In law school one of my professors told my class there are three basic rules underpinning all estate planning:

  1. Everybody dies.
  2. When you die, other people get your stuff.
  3. Without a will or other estate plan, the law says who gets your stuff.

I don’t think anything in the law has ever been explained to me more simply.  And, while I love recounting these rules to potential estate planning clients as a way of lightening what can be a difficult conversation for some to have, I generally presume that most people already understand that one purpose (certainly the primary purpose) of a will is to direct your assets to the people and charitable organizations you want to benefit from your life’s labors.

What I believe to be less understood are the things a will can do that have nothing to do with dividing up your estate.  Here are four of the best non-asset reasons to make a will.

Nominating Your Post-Death Representative

Some states (and seemingly thousands of movies and television shows) say ‘executor.’  In Oregon, we use the term ‘personal representative.’  Regardless of the term used, somebody has to act for you and your estate after you are gone.  In your will you can nominate who you would like this person to be and that nomination is powerful.  For example, the person you nominate in your will to be your personal representative has the legal authority to demand your original will from whomever might be in possession of it (ORS 112.810(1)(f)).  Your nominee can petition the court to open a probate case even if they are not one of your heirs or family at all or even if you do not leave a gift to them in your will (ORS 113.035).  And, assuming they are not legally disqualified (under ORS 113.095) your nomination gives them statutory priority to serve in that role over any other person who might try to control your estate after you die (ORS 113.085(1)(a)).

This is a vital role and this person needs to be someone you trust and who can follow the direction and advice of an attorney.  Give this nomination a lot of consideration.  Nominate backups in case the person you nominate can’t or won’t do the job when the time comes.  Do not simply name your oldest child because they expect it.  Definitely do not automatically nominate both your children as co-personal representatives just because you don’t want to be seen as playing favorites.  Few things cause more problems in probate than co-personal representatives, especially when there are family grudges, rivalries, and resentments at play.

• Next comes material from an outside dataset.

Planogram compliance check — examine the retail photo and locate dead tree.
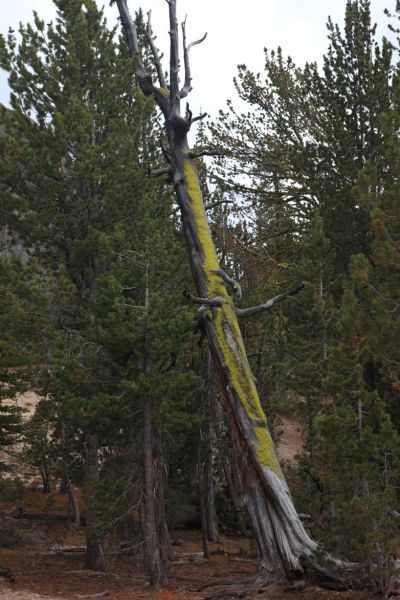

Nominating a Legal Guardian for Your Minor Children

Remember rule #1 above.  Everybody dies.  Unfortunately, many people die too soon, leaving behind young families.  If you have minor children and are the second parent to die or if you and your spouse tragically die together, someone must become the legal guardian of your kids and the court will decide who that will be.  What parent wouldn’t want to have a say in such an important decision?  With a will, you can share with the court who you think the best person for that role is and the court is obligated to consider your choice.

Remember, though, the court’s job is to do what the judge believes is in the best interest of your children.  The judge will not simply rubber stamp your nominee and you wouldn’t want them to.  Imagine nominating your younger sister, with whom you grew up together as best friends.  Suppose that following your death she is so devastated that she spirals into a deepening depression and alcohol abuse.  At that point, is it in your children’s best interest that she be their legal guardian?  Probably not.  Still, the court will consider your nomination.

Providing for Pets

As recently as 40 years or so ago, it was not an uncommon practice to include in your will instructions requiring that your beloved Fido or Fluffy be euthanized and buried or cremated with you.  In fact, attorneys still see these requests.  In today’s society, however, we recognize the sanctity of the lives of our furry companions in their own (albeit limited) right.  Most attorneys would not prepare a will including such an instruction.  Even fewer veterinarians would perform a euthanasia without a legitimate medical justification and doing so likely puts their license and livelihood in jeopardy.

There are many ways to ensure your pets’ health and happiness after you die, whether simply willing the pet to a trusted friend along with a small amount of money to help pay for care, or taking advantage of a program like the Oregon Humane Society’s Friends Forever Program, or even establishing a million-dollar pet trust.

Managing Your Digital Legacy

In 2016, Oregon passed its version of the Revised Uniform Fiduciary Access to Digital Assets Act (RUFADAA), to bring clarity to issues related to online accounts, profiles, and other digital assets of deceased persons, persons living under guardianship, and other people represented by legal fiduciaries.  I wrote about this last year and if you’re interested in more on the topic you can read that post here.  The gist, though, is that with a will you can control who has access to your digital assets and give guidance as to what you would like done with them.  This is particularly important when the digital assets have little to no financial value but are full of sentimental importance to you, your friends or family, like photos and videos stored in the cloud.

So, if you’ve been thinking about making a will but assumed that your estate was too small to worry about it, give these non-asset benefits some thought.

For informational purposes only and not to be relied upon as legal advice or for the formation of an attorney-client relationship.